I grew weary a long time ago of the relentless positivity imposed upon women. Count your blessings. Always look on the bright side. Be strong, be fierce, let nothing get you down. Have a survivor mentality, not a victim one. All these things are good in moderation, but too often they deny us our pain. They do not give us permission to lament. To suffer. To crawl away into the deep soil of our souls so that we may rest.
Do you know how often I've seen women having to be taught how to grieve what some awful crime has done to them? About as often as I've seen men bewildered by themselves because their grief process doesn't fit the various official stages of mourning. About as often as I've noticed the judging looks given to parents who confess they grieve not having a daughter, or an able-bodied child, or a second child, or the experience of parenthood they always dreamed about. As if grief somehow negates love.
Even if we are told there's no right way to grieve (apart from the five stages*, which are seven stages on some websites) - we still hear things like, is he marrying again so soon? and why is she not crying? When my beloved cat Bella died, I couldn't be in the same room. It was too much for me, and I had to leave her in other people's caring hands. I could not bear to see her afterwards either, and her body was buried on my behalf. That was what I needed. It tells you nothing about my love for her though - it's been twenty years and I still grieve the loss of her. When Radical Honey's cat died recently, she went through a warm and soulful process which culminated in one of the most beautiful burials I've ever heard about. Grief is normal, but it can not be normalised. It makes my heart ache when I hear people say it's okay that you're in the denial phase, or the bargaining phase. Let grief be wild and wise. And let no one give you permission for it - just do it, phaseless, beautiful, terrible, for all the wrong reasons or all the right ones.
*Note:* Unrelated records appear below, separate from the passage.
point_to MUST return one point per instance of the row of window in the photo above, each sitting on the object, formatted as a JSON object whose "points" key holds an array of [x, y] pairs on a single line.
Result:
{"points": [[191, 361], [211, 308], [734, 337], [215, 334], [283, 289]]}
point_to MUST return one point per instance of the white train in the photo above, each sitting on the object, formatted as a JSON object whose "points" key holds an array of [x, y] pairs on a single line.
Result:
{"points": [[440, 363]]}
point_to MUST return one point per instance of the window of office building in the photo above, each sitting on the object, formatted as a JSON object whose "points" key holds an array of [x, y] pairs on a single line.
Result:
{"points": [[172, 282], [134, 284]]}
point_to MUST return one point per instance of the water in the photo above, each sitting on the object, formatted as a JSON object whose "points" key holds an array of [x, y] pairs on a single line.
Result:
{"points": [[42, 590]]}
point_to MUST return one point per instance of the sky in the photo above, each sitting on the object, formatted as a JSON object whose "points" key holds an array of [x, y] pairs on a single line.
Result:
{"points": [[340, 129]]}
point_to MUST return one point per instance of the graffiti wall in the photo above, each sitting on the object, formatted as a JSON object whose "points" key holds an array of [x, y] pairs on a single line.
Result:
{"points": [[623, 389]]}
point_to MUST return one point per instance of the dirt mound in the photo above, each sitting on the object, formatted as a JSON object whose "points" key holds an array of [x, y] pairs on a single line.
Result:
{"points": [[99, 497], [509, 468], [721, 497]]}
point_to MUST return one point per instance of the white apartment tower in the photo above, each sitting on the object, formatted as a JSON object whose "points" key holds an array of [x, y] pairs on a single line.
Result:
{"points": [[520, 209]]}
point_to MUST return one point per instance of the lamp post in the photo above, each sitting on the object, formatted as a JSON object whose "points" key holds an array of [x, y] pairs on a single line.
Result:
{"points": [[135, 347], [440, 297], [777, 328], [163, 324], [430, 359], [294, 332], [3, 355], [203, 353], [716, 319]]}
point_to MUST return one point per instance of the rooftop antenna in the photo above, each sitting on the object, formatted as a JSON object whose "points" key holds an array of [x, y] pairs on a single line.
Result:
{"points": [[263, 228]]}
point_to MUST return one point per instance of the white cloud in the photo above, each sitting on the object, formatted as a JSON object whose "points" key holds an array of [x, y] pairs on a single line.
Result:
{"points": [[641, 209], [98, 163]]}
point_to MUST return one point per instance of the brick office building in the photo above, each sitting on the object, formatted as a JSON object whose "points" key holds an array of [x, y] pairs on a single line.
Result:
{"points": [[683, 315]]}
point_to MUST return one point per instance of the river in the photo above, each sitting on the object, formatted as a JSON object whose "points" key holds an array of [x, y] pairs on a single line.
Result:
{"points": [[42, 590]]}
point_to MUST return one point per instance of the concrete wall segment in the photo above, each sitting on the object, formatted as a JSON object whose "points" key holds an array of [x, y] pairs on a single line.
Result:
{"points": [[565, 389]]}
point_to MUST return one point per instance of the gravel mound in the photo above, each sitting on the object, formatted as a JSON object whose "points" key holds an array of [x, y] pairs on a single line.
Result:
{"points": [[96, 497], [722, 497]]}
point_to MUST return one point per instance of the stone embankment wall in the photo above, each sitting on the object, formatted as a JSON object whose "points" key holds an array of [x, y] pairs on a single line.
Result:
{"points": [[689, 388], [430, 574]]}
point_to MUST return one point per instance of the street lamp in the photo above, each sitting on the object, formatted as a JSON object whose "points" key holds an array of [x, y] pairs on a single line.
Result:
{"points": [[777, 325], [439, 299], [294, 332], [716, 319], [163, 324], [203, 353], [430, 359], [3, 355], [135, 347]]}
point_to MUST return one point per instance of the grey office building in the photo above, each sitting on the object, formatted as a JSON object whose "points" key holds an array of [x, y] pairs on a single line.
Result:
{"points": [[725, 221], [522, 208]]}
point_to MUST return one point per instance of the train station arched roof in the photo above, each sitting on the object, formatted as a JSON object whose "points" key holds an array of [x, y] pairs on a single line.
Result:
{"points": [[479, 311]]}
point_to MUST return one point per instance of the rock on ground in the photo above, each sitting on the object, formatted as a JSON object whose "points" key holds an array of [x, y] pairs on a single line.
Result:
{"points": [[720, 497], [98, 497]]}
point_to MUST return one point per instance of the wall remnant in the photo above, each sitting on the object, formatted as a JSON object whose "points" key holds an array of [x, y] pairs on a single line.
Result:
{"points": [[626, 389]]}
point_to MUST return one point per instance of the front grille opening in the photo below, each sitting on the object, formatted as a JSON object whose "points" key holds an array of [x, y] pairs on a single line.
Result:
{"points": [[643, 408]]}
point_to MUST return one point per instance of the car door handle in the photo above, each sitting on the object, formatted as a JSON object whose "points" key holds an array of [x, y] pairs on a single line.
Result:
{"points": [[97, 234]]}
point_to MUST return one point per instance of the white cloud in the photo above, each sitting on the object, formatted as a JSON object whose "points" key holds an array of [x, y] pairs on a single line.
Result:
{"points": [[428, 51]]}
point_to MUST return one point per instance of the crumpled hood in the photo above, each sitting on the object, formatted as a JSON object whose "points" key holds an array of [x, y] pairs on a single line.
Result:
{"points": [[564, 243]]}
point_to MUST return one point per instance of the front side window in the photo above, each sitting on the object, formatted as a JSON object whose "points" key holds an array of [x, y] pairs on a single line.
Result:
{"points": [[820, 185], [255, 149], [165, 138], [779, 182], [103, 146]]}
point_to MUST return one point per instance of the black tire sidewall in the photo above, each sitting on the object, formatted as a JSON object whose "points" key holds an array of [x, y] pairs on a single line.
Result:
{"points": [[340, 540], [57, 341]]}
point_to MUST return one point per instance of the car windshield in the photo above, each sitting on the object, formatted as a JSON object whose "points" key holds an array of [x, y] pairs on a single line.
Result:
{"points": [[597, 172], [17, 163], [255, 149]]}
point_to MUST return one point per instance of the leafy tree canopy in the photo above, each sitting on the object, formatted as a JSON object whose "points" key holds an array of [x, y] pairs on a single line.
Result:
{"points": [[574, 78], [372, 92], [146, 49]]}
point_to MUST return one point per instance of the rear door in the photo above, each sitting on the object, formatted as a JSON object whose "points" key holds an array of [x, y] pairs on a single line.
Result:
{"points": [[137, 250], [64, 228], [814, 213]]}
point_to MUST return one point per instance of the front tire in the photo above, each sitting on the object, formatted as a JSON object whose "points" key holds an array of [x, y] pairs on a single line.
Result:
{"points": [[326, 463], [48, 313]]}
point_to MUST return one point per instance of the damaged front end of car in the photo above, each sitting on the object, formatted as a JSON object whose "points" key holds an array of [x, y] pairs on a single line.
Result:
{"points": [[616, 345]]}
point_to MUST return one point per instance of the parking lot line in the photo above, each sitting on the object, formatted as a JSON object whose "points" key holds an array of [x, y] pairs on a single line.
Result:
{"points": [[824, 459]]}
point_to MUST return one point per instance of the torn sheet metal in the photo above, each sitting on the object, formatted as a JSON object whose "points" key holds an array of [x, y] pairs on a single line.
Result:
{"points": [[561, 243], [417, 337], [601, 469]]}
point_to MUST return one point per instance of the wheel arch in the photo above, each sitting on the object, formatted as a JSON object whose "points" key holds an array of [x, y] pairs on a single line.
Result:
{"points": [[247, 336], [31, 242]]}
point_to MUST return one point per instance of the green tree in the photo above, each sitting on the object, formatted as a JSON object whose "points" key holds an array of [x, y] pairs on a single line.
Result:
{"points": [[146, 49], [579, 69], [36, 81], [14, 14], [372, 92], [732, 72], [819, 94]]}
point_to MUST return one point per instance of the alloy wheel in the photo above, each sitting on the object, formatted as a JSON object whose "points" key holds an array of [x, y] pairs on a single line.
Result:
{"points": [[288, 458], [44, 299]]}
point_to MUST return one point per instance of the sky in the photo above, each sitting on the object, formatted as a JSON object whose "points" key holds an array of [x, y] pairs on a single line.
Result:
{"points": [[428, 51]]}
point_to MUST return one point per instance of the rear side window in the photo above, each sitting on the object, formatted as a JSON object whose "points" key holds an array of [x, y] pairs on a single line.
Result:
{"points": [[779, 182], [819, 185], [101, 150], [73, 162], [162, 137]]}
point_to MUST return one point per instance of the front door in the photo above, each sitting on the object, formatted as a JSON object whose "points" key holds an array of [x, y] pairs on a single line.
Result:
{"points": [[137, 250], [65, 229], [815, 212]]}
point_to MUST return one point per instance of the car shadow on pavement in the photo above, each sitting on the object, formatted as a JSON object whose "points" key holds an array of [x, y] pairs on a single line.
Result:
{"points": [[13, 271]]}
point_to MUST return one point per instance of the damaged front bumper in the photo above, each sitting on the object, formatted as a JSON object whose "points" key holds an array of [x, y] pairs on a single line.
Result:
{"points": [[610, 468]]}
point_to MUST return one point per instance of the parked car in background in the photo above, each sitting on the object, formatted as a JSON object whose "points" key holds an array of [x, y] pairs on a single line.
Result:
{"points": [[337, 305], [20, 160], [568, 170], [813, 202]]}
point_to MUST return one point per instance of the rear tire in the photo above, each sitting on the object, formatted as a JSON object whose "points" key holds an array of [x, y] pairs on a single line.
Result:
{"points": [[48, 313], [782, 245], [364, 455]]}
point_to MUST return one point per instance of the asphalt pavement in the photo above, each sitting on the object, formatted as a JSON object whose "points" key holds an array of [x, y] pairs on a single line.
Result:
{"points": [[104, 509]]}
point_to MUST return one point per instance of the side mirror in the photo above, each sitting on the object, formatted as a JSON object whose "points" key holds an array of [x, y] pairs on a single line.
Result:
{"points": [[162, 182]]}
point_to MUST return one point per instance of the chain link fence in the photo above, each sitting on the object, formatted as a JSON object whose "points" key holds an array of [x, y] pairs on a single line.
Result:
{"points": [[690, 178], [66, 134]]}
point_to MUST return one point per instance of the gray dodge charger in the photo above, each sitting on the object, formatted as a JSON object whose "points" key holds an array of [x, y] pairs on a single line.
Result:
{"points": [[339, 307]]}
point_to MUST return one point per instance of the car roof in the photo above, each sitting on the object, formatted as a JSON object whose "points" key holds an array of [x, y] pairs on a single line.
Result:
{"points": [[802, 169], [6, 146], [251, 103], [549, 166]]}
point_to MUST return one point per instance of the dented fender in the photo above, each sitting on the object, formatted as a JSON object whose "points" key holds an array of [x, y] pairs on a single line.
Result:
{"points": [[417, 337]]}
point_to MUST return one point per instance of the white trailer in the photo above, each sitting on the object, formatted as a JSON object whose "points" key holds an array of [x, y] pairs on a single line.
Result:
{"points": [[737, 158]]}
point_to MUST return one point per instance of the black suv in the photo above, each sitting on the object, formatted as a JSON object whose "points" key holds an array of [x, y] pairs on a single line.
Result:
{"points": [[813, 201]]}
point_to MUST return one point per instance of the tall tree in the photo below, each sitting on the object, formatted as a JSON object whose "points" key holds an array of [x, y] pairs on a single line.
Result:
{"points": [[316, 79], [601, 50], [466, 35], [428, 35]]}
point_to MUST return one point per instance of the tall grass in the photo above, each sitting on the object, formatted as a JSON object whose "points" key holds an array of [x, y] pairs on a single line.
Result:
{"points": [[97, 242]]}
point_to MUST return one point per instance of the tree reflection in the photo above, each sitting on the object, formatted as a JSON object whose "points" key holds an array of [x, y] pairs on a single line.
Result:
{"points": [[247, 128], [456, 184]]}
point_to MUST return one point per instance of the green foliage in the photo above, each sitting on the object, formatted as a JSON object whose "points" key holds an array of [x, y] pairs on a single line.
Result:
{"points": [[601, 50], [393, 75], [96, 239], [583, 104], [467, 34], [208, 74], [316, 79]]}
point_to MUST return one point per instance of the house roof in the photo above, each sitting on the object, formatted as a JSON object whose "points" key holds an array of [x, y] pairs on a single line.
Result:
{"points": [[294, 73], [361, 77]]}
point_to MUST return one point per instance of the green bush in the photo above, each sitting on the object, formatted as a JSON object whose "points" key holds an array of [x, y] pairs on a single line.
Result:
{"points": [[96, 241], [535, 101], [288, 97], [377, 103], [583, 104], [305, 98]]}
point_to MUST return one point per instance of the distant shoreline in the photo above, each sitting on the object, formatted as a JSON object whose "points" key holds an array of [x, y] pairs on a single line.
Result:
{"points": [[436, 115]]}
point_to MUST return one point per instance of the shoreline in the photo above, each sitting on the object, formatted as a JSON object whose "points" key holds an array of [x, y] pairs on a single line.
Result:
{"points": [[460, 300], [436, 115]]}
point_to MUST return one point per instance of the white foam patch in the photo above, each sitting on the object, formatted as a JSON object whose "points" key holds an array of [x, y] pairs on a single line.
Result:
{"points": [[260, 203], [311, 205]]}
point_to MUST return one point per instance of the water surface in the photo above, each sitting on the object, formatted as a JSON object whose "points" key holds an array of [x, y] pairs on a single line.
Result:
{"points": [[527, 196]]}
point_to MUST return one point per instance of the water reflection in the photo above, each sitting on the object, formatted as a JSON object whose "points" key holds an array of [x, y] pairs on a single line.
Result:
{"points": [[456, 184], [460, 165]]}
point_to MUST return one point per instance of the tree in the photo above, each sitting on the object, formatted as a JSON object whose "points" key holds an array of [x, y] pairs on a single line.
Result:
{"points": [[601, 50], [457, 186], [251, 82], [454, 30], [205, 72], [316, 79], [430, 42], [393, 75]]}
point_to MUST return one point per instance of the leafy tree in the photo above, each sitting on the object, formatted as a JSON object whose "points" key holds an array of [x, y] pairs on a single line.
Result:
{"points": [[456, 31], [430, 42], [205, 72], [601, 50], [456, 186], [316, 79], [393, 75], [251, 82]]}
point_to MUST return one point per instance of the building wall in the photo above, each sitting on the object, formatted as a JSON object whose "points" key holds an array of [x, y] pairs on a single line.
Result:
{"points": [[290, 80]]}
And fear not to weave grief-strands through your story of life and selfhood. Sorrowing for what you don't have does not negate gratitude for what you do have. It just allows you to be full-souled.
Let me tell you, I grieve that I was born in my particular country. I try to find the beauty here, the magic, but really I wish I lived elsewhere, for many reasons. Any story I tell about my home is woven through with that sorrow and longing. If I didn't allow my grief, then my telling would not be wholly true.
I will count my blessings. And I will weep.
* Elizabeth Kubler-Ross regretted that people took her description of five common experiences of grief
and made them into a framework for the grieving process,
rather than a simple recognition of what some people feel in the face of loss.